Find the general solution for the following differential equation \[\dfrac{{dy}}{{dx}} + 3y = {e^{ - 2x}}\].

Answer 1

Hint: A differential equation is any equation which contains derivatives, either ordinary derivatives or partial derivatives. A solution of a differential equation is a relation between the variables , is free of derivatives of any order, and which satisfies the differential equation identically.

Complete step-by-step answer:
Steps for solving this kind of differential equations are:
Put the given differential equation in the form \[\dfrac{{dy}}{{dx}} + Py = Q\].
Find the values for P and Q by comparing with the general equation.
Find the integrating factor as I.F. \[ = {e^{\int {Pdx} }}\].
Solution of the given differential equation will be \[y \times I.F. = \int {Q \times I.F.dx} + C\].
There are various types of differential equations; such as – homogeneous and non-homogeneous, linear and nonlinear, ordinary and partial.

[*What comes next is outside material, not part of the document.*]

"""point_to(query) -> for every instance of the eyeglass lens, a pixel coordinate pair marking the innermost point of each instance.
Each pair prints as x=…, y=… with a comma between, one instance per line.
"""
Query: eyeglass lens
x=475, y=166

The differential equation may be of the first order, second order and even more than that.
An integrating factor is a function used to solve differential equations. It is a function in which an ordinary differential equation can be multiplied to make the function integrable.
We are given the differential equation \[\dfrac{{dy}}{{dx}} + 3y = {e^{ - 2x}}\].
Comparing this equation with the general equation \[\dfrac{{dy}}{{dx}} + Py = Q\] we get
\[P = 3\] and \[Q = {e^{ - 2x}}\]
Therefore we get integration factor \[I = {e^{\int {3dx} }}\]\[ = {e^{3x}}\]
Now solution of the given equation is
\[y \times {e^{3x}} = \int {{e^{3x}}.} {e^{ - 2x}}dx\]
On simplification we get ,
\[y \times {e^{3x}} = \int {{e^x}.} dx\]
On solving the integral we get ,
\[y \times {e^{3x}} = {e^x} + C\]
Where C is the integration constant.
Therefore we get ,
\[y = {e^{ - 2x}} + C{e^{ - 3x}}\]
Therefore, the required solution is \[y = {e^{ - 2x}} + C{e^{ - 3x}}\].

Note: In Mathematics, Differentiation can be defined as a derivative of a function with respect to an independent variable. In Calculus, Differentiation can be applied to measure the function per unit change in the independent variable.

And the degree of the differential equation is the power of the highest order derivative, where the original equation is represented in the form of a polynomial equation in derivatives such as \[{y}',{y}'',\text{ }{y}'''\], and so on.